O hearsay no Tribunal do Júri e o Tema 1.392 do STF
O artigo aborda a discussão sobre a admissibilidade do testemunho de "ouvir dizer" no Tribunal do Júri, destacando sua fragilidade probatória e os riscos que sua aceitação representa para o devido processo legal e a racionalidade dos veredictos. Os autores analisam o impacto dessa forma de prova sobre a defesa e a necessidade de respeitar os princípios constitucionais, enquanto o Supremo Tribunal Federal se prepara para decidir sobre essa questão relevante. A decisão poderá reafirmar ou enfra...

O artigo aborda a questão da admissibilidade do testemunho de "ouvir dizer" (hearsay) no Tribunal do Júri, à luz do Recurso Extraordinário 1.501.524 (Tema 1.392) do STF, discutindo a constitucionalidade e os limites desse tipo de prova em relação ao devido processo legal e à ampla defesa.
É explicada a fragilidade epistemológica do testemunho indireto, que carece de valor probatório consistente, rompendo com o princípio da imediação e colocando em risco a racionalidade do veredicto dos jurados. O texto destaca a importância do contraditório e a inadmissibilidade de provas derivadas de boatos, ressaltando que essa prática compromete a efetividade das garantias constitucionais no âmbito do Júri. A jurisprudência do STJ é citada, reforçando que o testemunho indireto não deve ser a única base para condenações, promovendo a necessidade de uma análise probatória rigorosa.
Por fim, o artigo enfatiza que a decisão do STF sobre este tema poderá impactar significativamente a credibilidade do Tribunal do Júri, defendendo que apenas provas diretas e legítimas devem fundamentar as decisões naquele espaço, assegurando que o julgamento não seja reduzido a uma mera reprodução de rumores.
Tópicos do artigo
Principais pontos desenvolvidos no texto original
Principais tópicos abordados no artigo "O hearsay no Tribunal do Júri e o Tema 1.392 do STF" por Carolina Lima Amorim, Leandro Soares e Rodrigo Faucz.

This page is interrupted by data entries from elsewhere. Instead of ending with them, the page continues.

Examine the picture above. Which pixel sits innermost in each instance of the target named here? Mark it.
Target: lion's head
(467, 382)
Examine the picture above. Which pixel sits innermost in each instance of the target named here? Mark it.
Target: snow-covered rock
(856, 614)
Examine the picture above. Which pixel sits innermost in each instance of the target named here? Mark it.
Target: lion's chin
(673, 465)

- Função da prova: Exploração da importância da prova na busca pela verdade dos fatos e sua influência na decisão do julgador.

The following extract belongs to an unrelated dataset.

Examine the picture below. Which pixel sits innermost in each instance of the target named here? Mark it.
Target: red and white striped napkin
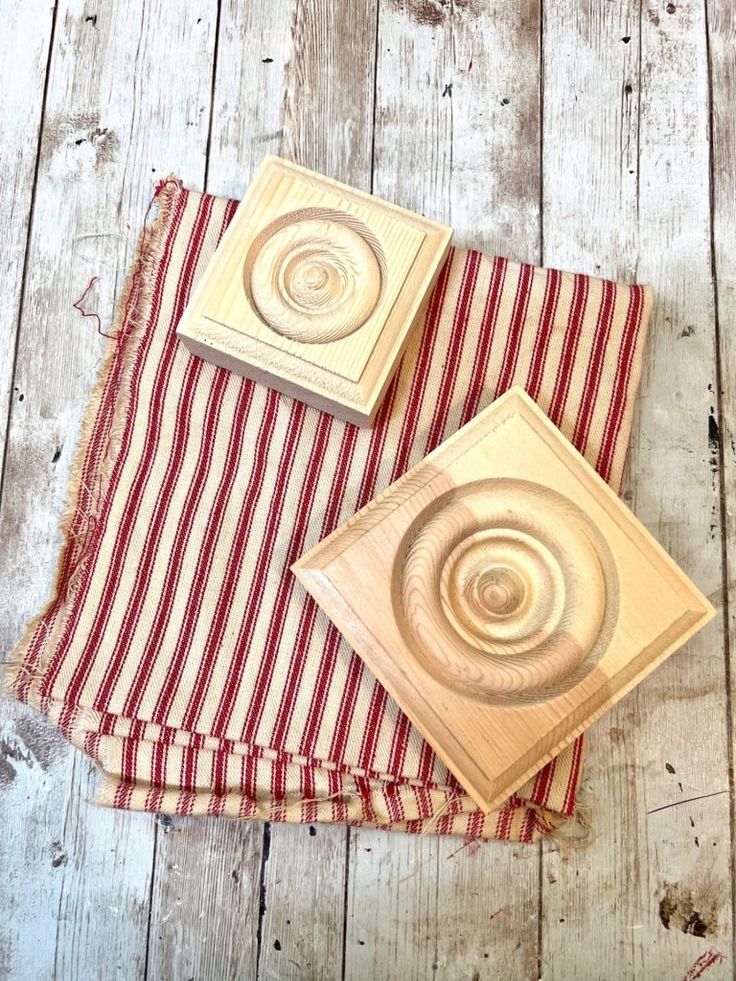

- Validade do testemunho de "ouvir dizer": Discussão sobre a constitucionalidade e os limites do testemunho indireto no Tribunal do Júri, destacando o Recurso Extraordinário 1.501.524 (Tema 1.392).
- Fragilidade epistemológica do testemunho indireto: Análise de como o testemunho de "ouvir dizer" compromete a credibilidade do julgamento, afetando a capacidade do Tribunal do Júri de fazer uma avaliação racional.
- Risco à racionalidade do veredito dos jurados: Avaliação do impacto de depoimentos baseados em rumores na livre convicção dos jurados e o potencial afastamento da prova concreta.
- Princípio do contraditório: Exame sobre como o testemunho indireto compromete as garantias de contraditório e ampla defesa, fundamentais no processo penal.
- Jurisprudência do STJ: Apresentação de decisões do Superior Tribunal de Justiça que reconhecem a inadmissibilidade do testemunho indireto como fundamento exclusivo de condenação.
- Decisão do STF e seu impacto: Reflexão sobre as implicações da decisão do STF para a legitimidade democrática do Tribunal do Júri e a racionalidade da prova no processo penal.
- Conclusão: Argumentação contra a admissibilidade do testemunho de "ouvir dizer" como prova, destacando sua incompatibilidade com os princípios do Estado democrático de Direito.